More than 124,200 people, including 49,556 children, receive emergency food service each year through the Food Bank of Northern Nevada. The findings represent a 298 percent increase since the last food bank report, titled “Hunger in America,” in 2006.
“The stories are usually about how they lost their jobs and they are not sure where to go or what to do,” said Emily White, Food Bank mobile food pantry coordinator.
The woman stood near the open back of a large truck Tuesday, handing white plastic bags of food to many who came by in the Tripp Drive neighborhood near Clear Acre Avenue and McCarran Boulevard.
“I have seen an increase,” added White, who has worked for the food bank for two years.
Tuesday afternoon, more than 30 people asked for food from the truck, most of them with large families, White said.
“This report highlights something that we’ve known was happening in our communities for a while,” explained Cherie Jamason, president and CEO of the Food Bank of Northern Nevada. “The extremely high unemployment rate in Nevada, topping at over 13 percent, has forced clients to choose between paying for rent, utilities, health care and other basic essentials. This report shows that 44 percent of people served in northern Nevada had to choose between paying for food or paying for rent, mortgage or utilities.”
According to the report, the number of children needing food from a local pantry has increased by 333 percent since 2006, adding that one in four children know what it means to go hungry because of low income.
Each person who came to the food bank’s mobile pantry on Tuesday was asked to fill out a form detailing their general income, ethnicity, ages and some other information.
“Our grant writers, they want very specific information,” White said.
The hungry then received a bag of food, filled with some vegetables from area growers.
The report was a result of some face-to-face interviews conducted at food pantries across north America.
The methodology incorporated into the 2010 study includes data collected from February through June 2009. The Food Bank of Northern Nevada conducted face-to-face interviews with 267 people seeking emergency food at food pantries, soup kitchens and other emergency feeding programs, as well as interviews with more than 82 agencies that provide food assistance, according to a release from the food bank.

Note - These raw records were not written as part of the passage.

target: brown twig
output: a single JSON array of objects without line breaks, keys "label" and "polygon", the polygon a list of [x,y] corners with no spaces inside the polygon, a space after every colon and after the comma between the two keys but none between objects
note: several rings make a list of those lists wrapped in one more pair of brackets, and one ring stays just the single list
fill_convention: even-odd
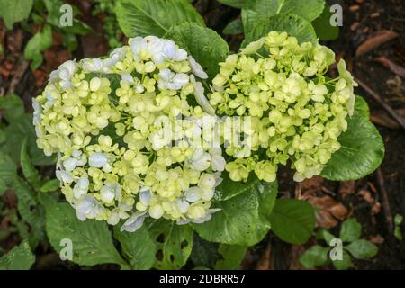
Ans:
[{"label": "brown twig", "polygon": [[386,221],[388,224],[389,232],[391,234],[393,232],[392,213],[391,212],[390,202],[388,202],[387,191],[385,190],[385,185],[384,185],[384,176],[382,175],[382,171],[381,170],[381,168],[377,169],[377,181],[378,181],[378,185],[380,186],[380,192],[381,192],[381,195],[382,195],[381,200],[382,202],[382,207],[384,209],[385,219],[386,219]]},{"label": "brown twig", "polygon": [[14,94],[14,93],[15,87],[21,82],[21,79],[24,76],[25,71],[27,70],[29,66],[30,66],[30,62],[26,61],[26,60],[23,60],[17,67],[17,69],[15,70],[14,76],[13,76],[13,79],[10,82],[10,86],[8,87],[6,94]]},{"label": "brown twig", "polygon": [[357,78],[356,78],[355,80],[363,89],[365,90],[365,92],[367,92],[373,98],[374,98],[374,100],[377,101],[393,119],[395,119],[395,121],[402,127],[403,130],[405,130],[405,121],[402,119],[402,117],[398,115],[397,112],[389,104],[387,104],[372,88],[370,88],[368,86],[366,86]]}]

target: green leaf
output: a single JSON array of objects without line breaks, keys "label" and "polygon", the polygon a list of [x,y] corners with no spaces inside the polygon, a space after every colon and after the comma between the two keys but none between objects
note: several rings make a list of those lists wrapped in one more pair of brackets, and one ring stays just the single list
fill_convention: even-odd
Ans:
[{"label": "green leaf", "polygon": [[30,244],[34,248],[45,237],[45,212],[40,205],[35,192],[23,179],[15,177],[14,189],[18,200],[18,212],[31,226]]},{"label": "green leaf", "polygon": [[[229,190],[224,194],[230,194],[234,187],[225,187]],[[194,225],[202,238],[222,244],[252,246],[266,236],[270,229],[268,217],[277,195],[276,183],[256,178],[247,184],[239,183],[238,187],[242,193],[214,202],[215,207],[221,210],[213,213],[212,220]]]},{"label": "green leaf", "polygon": [[7,141],[2,149],[7,153],[15,163],[20,163],[20,151],[22,141],[28,138],[28,153],[32,158],[34,165],[51,165],[56,162],[56,156],[47,157],[43,151],[37,147],[35,130],[32,125],[32,114],[25,113],[14,121],[4,132]]},{"label": "green leaf", "polygon": [[16,22],[30,16],[33,0],[1,0],[0,15],[4,20],[5,27],[13,29]]},{"label": "green leaf", "polygon": [[81,221],[75,210],[66,202],[57,202],[48,194],[40,195],[46,210],[46,230],[50,244],[60,253],[62,239],[72,241],[72,261],[86,266],[104,263],[119,264],[128,267],[112,243],[105,221],[86,220]]},{"label": "green leaf", "polygon": [[28,241],[22,241],[0,258],[0,270],[29,270],[35,262]]},{"label": "green leaf", "polygon": [[257,22],[250,30],[245,29],[246,37],[241,46],[246,47],[272,31],[286,32],[290,36],[296,37],[300,43],[317,41],[315,31],[308,20],[295,14],[280,14]]},{"label": "green leaf", "polygon": [[187,0],[121,0],[115,13],[127,37],[163,37],[173,25],[184,22],[204,25],[202,17]]},{"label": "green leaf", "polygon": [[4,119],[12,122],[24,113],[24,104],[16,94],[0,97],[0,110]]},{"label": "green leaf", "polygon": [[242,8],[250,4],[250,0],[217,0],[219,3],[234,7]]},{"label": "green leaf", "polygon": [[225,26],[222,32],[224,34],[228,35],[237,35],[243,33],[243,24],[240,18],[232,20]]},{"label": "green leaf", "polygon": [[325,41],[335,40],[339,36],[339,27],[330,25],[331,16],[330,6],[326,4],[320,17],[312,21],[317,36]]},{"label": "green leaf", "polygon": [[60,7],[65,4],[63,0],[43,0],[45,7],[48,11],[47,22],[55,27],[58,27],[68,34],[79,34],[86,35],[92,32],[92,29],[83,22],[76,19],[75,16],[77,14],[77,9],[73,7],[73,20],[72,26],[62,26],[60,24]]},{"label": "green leaf", "polygon": [[356,218],[349,218],[342,223],[340,228],[340,239],[344,242],[352,242],[360,238],[362,225]]},{"label": "green leaf", "polygon": [[205,241],[197,233],[194,233],[190,258],[197,267],[203,266],[213,269],[215,262],[220,257],[218,248],[218,243]]},{"label": "green leaf", "polygon": [[17,176],[17,166],[14,162],[0,151],[0,195],[12,186],[14,179]]},{"label": "green leaf", "polygon": [[158,269],[180,269],[187,262],[193,248],[193,229],[189,225],[176,225],[170,220],[159,220],[150,229],[152,239],[158,247]]},{"label": "green leaf", "polygon": [[40,192],[47,193],[58,190],[60,187],[60,181],[58,179],[51,179],[45,182],[40,188]]},{"label": "green leaf", "polygon": [[20,159],[21,168],[28,183],[35,189],[38,190],[40,187],[40,177],[35,166],[32,165],[30,155],[28,155],[27,149],[28,139],[24,139],[21,147]]},{"label": "green leaf", "polygon": [[254,27],[272,16],[290,14],[311,22],[321,14],[324,0],[252,0],[242,9],[245,32],[249,33]]},{"label": "green leaf", "polygon": [[317,231],[317,239],[325,240],[325,242],[327,242],[328,245],[330,245],[330,241],[334,238],[335,236],[323,228],[318,230]]},{"label": "green leaf", "polygon": [[328,248],[324,248],[320,245],[311,246],[302,254],[300,258],[300,262],[306,268],[324,266],[328,262]]},{"label": "green leaf", "polygon": [[115,226],[114,238],[120,241],[133,268],[148,270],[153,266],[157,246],[145,225],[135,232],[121,232],[118,226]]},{"label": "green leaf", "polygon": [[24,58],[32,60],[31,68],[35,70],[42,64],[42,51],[52,46],[52,30],[46,25],[40,32],[37,32],[27,43]]},{"label": "green leaf", "polygon": [[350,255],[343,250],[342,260],[332,260],[333,266],[338,270],[346,270],[353,266],[352,259]]},{"label": "green leaf", "polygon": [[247,250],[245,246],[220,244],[218,252],[222,259],[218,260],[215,270],[236,270],[240,267],[240,262],[245,258]]},{"label": "green leaf", "polygon": [[304,244],[315,227],[315,212],[307,202],[297,199],[279,199],[270,215],[272,230],[282,240]]},{"label": "green leaf", "polygon": [[355,240],[345,247],[345,249],[350,252],[355,258],[368,259],[372,258],[378,253],[378,248],[366,240]]},{"label": "green leaf", "polygon": [[347,117],[347,130],[338,140],[341,148],[323,169],[321,176],[329,180],[356,180],[373,173],[382,163],[385,148],[375,126],[364,118],[364,102],[357,97],[355,113]]},{"label": "green leaf", "polygon": [[174,26],[165,37],[186,50],[210,78],[217,75],[218,63],[224,61],[230,52],[227,42],[216,32],[194,22]]},{"label": "green leaf", "polygon": [[370,108],[362,96],[356,96],[355,113],[365,119],[370,119]]}]

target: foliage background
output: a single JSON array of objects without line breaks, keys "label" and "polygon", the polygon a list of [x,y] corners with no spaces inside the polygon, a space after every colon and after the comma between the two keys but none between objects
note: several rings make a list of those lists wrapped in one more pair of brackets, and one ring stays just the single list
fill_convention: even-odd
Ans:
[{"label": "foliage background", "polygon": [[[86,230],[86,233],[90,234],[76,233],[87,235],[88,238],[78,239],[82,246],[76,248],[79,251],[82,249],[85,253],[92,251],[96,257],[81,258],[79,253],[76,264],[61,261],[52,247],[58,245],[60,233],[66,232],[62,228],[69,227],[72,231],[77,232],[83,227],[77,225],[74,212],[68,204],[57,202],[58,194],[50,194],[58,187],[58,183],[52,180],[54,168],[48,166],[53,159],[44,158],[36,148],[31,124],[31,98],[40,93],[49,74],[59,64],[75,58],[80,59],[106,55],[111,48],[125,42],[126,39],[121,29],[127,35],[130,35],[130,31],[126,31],[125,25],[121,25],[121,28],[118,25],[116,13],[122,7],[114,8],[113,1],[68,1],[73,5],[75,12],[75,25],[71,30],[60,27],[58,23],[58,7],[64,1],[29,0],[24,4],[32,6],[31,14],[29,9],[16,11],[14,14],[5,13],[11,9],[11,5],[18,6],[19,1],[22,0],[0,1],[0,15],[3,18],[0,20],[0,256],[16,248],[11,254],[7,254],[7,257],[0,260],[0,267],[76,269],[90,266],[94,269],[116,269],[120,266],[126,268],[130,264],[140,269],[152,266],[165,267],[167,265],[173,268],[184,266],[184,268],[303,269],[306,265],[310,264],[305,260],[300,261],[306,250],[311,251],[315,256],[310,257],[310,261],[319,261],[318,264],[322,264],[320,266],[323,268],[333,267],[317,258],[320,255],[318,252],[321,250],[317,247],[325,247],[325,234],[322,234],[324,232],[320,229],[316,230],[319,235],[310,230],[303,243],[293,243],[294,240],[288,236],[283,238],[283,233],[275,236],[276,227],[273,227],[274,231],[247,250],[243,246],[209,243],[193,234],[191,230],[189,232],[180,233],[174,226],[166,231],[167,226],[163,224],[159,224],[162,227],[152,227],[152,236],[147,233],[146,228],[140,230],[142,243],[130,238],[130,236],[120,235],[118,231],[114,231],[116,239],[131,244],[127,246],[120,246],[111,237],[98,237],[97,235],[105,235],[107,228],[98,225],[99,223],[94,224],[94,230]],[[244,35],[240,33],[241,12],[238,8],[224,4],[235,6],[236,3],[236,6],[239,6],[238,1],[220,2],[222,4],[215,0],[192,1],[193,5],[202,15],[201,19],[195,16],[194,21],[205,22],[209,28],[224,37],[230,50],[236,51],[244,40]],[[403,119],[403,3],[398,0],[347,0],[331,1],[330,4],[335,3],[344,7],[344,26],[339,34],[336,31],[322,34],[325,33],[322,30],[324,25],[317,23],[318,17],[310,16],[310,9],[307,14],[305,7],[302,7],[302,14],[310,15],[308,21],[312,22],[318,36],[327,40],[326,43],[332,47],[338,58],[346,59],[352,73],[377,93]],[[158,8],[153,11],[158,11]],[[245,9],[242,15],[254,13]],[[140,19],[141,15],[131,16],[133,19]],[[255,15],[264,18],[266,16],[268,15]],[[16,22],[13,23],[14,22]],[[293,19],[291,19],[290,25],[286,28],[283,23],[277,22],[276,25],[290,29],[292,27],[292,22]],[[244,23],[245,29],[248,29],[248,21]],[[154,34],[157,33],[153,25],[141,28],[145,29],[144,32],[151,31]],[[158,36],[163,36],[166,31],[163,30],[161,32],[162,35]],[[247,34],[246,38],[253,40],[256,37],[254,34]],[[204,37],[205,35],[198,39]],[[364,50],[366,52],[363,52]],[[221,55],[218,55],[219,58],[220,57]],[[210,68],[206,68],[212,76],[214,72]],[[316,220],[317,227],[328,230],[337,236],[341,233],[341,223],[345,220],[356,218],[363,228],[360,229],[361,238],[377,245],[379,253],[372,259],[354,259],[352,266],[355,268],[404,268],[405,246],[400,239],[400,230],[405,228],[403,223],[400,223],[399,217],[396,218],[397,225],[394,221],[395,215],[403,215],[405,212],[404,131],[369,93],[359,88],[358,94],[364,95],[370,104],[371,120],[377,125],[385,142],[386,156],[382,167],[373,175],[356,181],[332,182],[315,177],[302,184],[293,183],[288,169],[282,169],[278,176],[279,195],[310,203],[310,209],[316,211],[314,221]],[[33,165],[36,166],[38,174]],[[52,214],[45,220],[45,212]],[[300,218],[300,215],[297,217]],[[59,226],[59,230],[55,230],[54,234],[45,234],[45,225],[60,225],[60,222],[52,223],[55,219],[63,219],[64,226]],[[315,225],[315,222],[309,225]],[[358,227],[356,230],[358,231]],[[162,231],[176,240],[173,247],[170,247],[167,238],[160,242],[149,238],[158,238]],[[208,230],[206,234],[210,235],[210,232]],[[320,234],[323,236],[320,236]],[[181,238],[176,238],[178,235]],[[95,238],[99,241],[97,245],[89,240],[94,236],[97,236]],[[359,237],[360,235],[357,236]],[[190,245],[187,247],[183,238],[194,242],[193,248]],[[253,242],[255,241],[252,240]],[[140,250],[139,246],[145,245],[144,243],[148,243],[150,248]],[[181,246],[182,243],[185,246],[179,250],[178,245]],[[247,239],[246,245],[250,244]],[[187,260],[183,255],[175,254],[176,261],[173,263],[170,261],[170,255],[160,255],[158,256],[159,260],[155,263],[154,257],[157,252],[162,250],[162,247],[174,254],[185,253],[190,257]],[[30,252],[32,248],[33,255]],[[100,249],[94,250],[94,248]],[[124,255],[125,259],[116,252],[117,249]],[[140,254],[136,255],[135,251]],[[140,258],[150,260],[139,261]],[[317,264],[316,261],[312,264]],[[99,265],[104,262],[112,264]]]}]

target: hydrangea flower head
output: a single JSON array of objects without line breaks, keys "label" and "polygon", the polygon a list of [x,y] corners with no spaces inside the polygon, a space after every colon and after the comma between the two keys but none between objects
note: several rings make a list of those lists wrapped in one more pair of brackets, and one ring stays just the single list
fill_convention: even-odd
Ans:
[{"label": "hydrangea flower head", "polygon": [[340,148],[338,138],[356,100],[356,84],[344,60],[338,64],[338,77],[325,76],[334,62],[326,46],[300,45],[286,32],[272,32],[220,63],[211,105],[217,114],[249,117],[251,123],[243,132],[249,147],[226,148],[233,157],[226,166],[232,180],[247,181],[252,172],[274,181],[278,166],[288,161],[295,181],[320,174]]},{"label": "hydrangea flower head", "polygon": [[135,231],[148,217],[211,218],[225,160],[203,139],[204,122],[215,122],[204,78],[185,50],[154,36],[51,73],[33,99],[37,144],[58,153],[57,177],[80,220],[123,219],[122,230]]}]

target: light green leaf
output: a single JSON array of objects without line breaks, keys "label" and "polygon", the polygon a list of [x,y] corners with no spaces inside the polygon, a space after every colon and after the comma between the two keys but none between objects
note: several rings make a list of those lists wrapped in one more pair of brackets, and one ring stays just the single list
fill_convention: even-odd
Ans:
[{"label": "light green leaf", "polygon": [[240,262],[245,258],[247,248],[245,246],[220,244],[218,252],[222,258],[217,261],[215,270],[238,269]]},{"label": "light green leaf", "polygon": [[33,0],[1,0],[0,15],[4,20],[5,27],[13,29],[16,22],[27,19],[32,9]]},{"label": "light green leaf", "polygon": [[0,195],[13,184],[17,176],[17,167],[13,160],[0,151]]},{"label": "light green leaf", "polygon": [[[235,186],[223,186],[224,194]],[[221,209],[212,220],[194,228],[202,238],[230,245],[252,246],[258,243],[270,229],[268,216],[277,195],[276,183],[266,183],[257,178],[240,184],[242,193],[232,194],[228,200],[215,202]],[[223,198],[222,198],[223,199]]]},{"label": "light green leaf", "polygon": [[306,268],[321,266],[328,262],[328,248],[324,248],[320,245],[311,246],[302,254],[300,258],[300,262]]},{"label": "light green leaf", "polygon": [[257,23],[280,14],[298,15],[311,22],[320,15],[324,5],[324,0],[252,0],[242,9],[243,27],[248,34]]},{"label": "light green leaf", "polygon": [[240,18],[232,20],[228,23],[228,25],[225,26],[222,32],[227,35],[242,34],[243,33],[242,20]]},{"label": "light green leaf", "polygon": [[150,228],[150,235],[158,247],[158,269],[180,269],[187,262],[193,248],[193,229],[176,225],[170,220],[159,220]]},{"label": "light green leaf", "polygon": [[366,240],[355,240],[345,247],[345,249],[350,252],[355,258],[368,259],[372,258],[378,253],[378,248]]},{"label": "light green leaf", "polygon": [[227,42],[216,32],[195,22],[174,26],[165,37],[186,50],[210,78],[217,75],[218,63],[224,61],[230,52]]},{"label": "light green leaf", "polygon": [[28,153],[34,165],[51,165],[56,162],[56,156],[47,157],[37,147],[35,130],[32,125],[32,114],[23,114],[14,121],[4,132],[7,140],[2,149],[7,153],[15,163],[20,163],[21,146],[25,138],[28,138]]},{"label": "light green leaf", "polygon": [[315,31],[308,20],[295,14],[280,14],[257,22],[250,30],[245,29],[246,37],[241,46],[246,47],[272,31],[286,32],[290,36],[296,37],[300,43],[317,41]]},{"label": "light green leaf", "polygon": [[40,192],[47,193],[58,190],[60,187],[60,181],[58,179],[51,179],[45,182],[40,188]]},{"label": "light green leaf", "polygon": [[29,270],[34,262],[35,256],[24,240],[0,258],[0,270]]},{"label": "light green leaf", "polygon": [[16,94],[0,97],[2,115],[10,123],[24,113],[24,104]]},{"label": "light green leaf", "polygon": [[57,202],[48,194],[40,194],[40,197],[46,210],[47,235],[57,252],[59,253],[64,248],[60,246],[60,241],[68,238],[72,241],[72,261],[76,264],[94,266],[115,263],[122,268],[129,266],[115,249],[105,221],[81,221],[68,203]]},{"label": "light green leaf", "polygon": [[121,232],[117,225],[114,229],[114,238],[120,241],[133,268],[148,270],[153,266],[157,246],[145,225],[135,232]]},{"label": "light green leaf", "polygon": [[353,266],[351,256],[345,250],[343,250],[342,260],[332,260],[332,263],[338,270],[346,270]]},{"label": "light green leaf", "polygon": [[315,212],[307,202],[297,199],[279,199],[270,215],[272,230],[282,240],[304,244],[315,228]]},{"label": "light green leaf", "polygon": [[325,41],[335,40],[339,36],[339,27],[330,25],[331,16],[330,6],[326,4],[320,17],[312,21],[317,36]]},{"label": "light green leaf", "polygon": [[349,218],[342,223],[340,228],[340,239],[344,242],[352,242],[360,238],[362,225],[356,218]]},{"label": "light green leaf", "polygon": [[21,168],[25,179],[35,189],[38,190],[40,186],[40,177],[35,166],[32,165],[30,155],[27,149],[28,139],[24,139],[21,147],[20,159]]},{"label": "light green leaf", "polygon": [[187,0],[120,0],[115,13],[127,37],[163,37],[173,25],[184,22],[204,25],[202,17]]},{"label": "light green leaf", "polygon": [[42,64],[42,51],[52,46],[52,30],[46,25],[40,32],[37,32],[27,43],[24,58],[32,60],[31,68],[35,70]]},{"label": "light green leaf", "polygon": [[341,148],[323,169],[321,176],[329,180],[346,181],[373,173],[384,158],[385,148],[375,126],[364,118],[368,112],[364,101],[357,96],[355,113],[346,118],[347,130],[338,140]]},{"label": "light green leaf", "polygon": [[35,192],[23,179],[15,177],[13,186],[17,195],[18,212],[31,226],[30,244],[34,248],[45,237],[45,212]]}]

Nationally, the Feeding America organization collected quantitative and qualitative feedback from 61,000 face-to-face in-depth interviews with people seeking emergency food assistance and more than 37,000 agency surveys, making this study the largest, most comprehensive ever conducted on domestic hunger.
The USDA reported in November 2009 that an estimated 49 million people, including 17 million children, are at risk of hunger nationwide.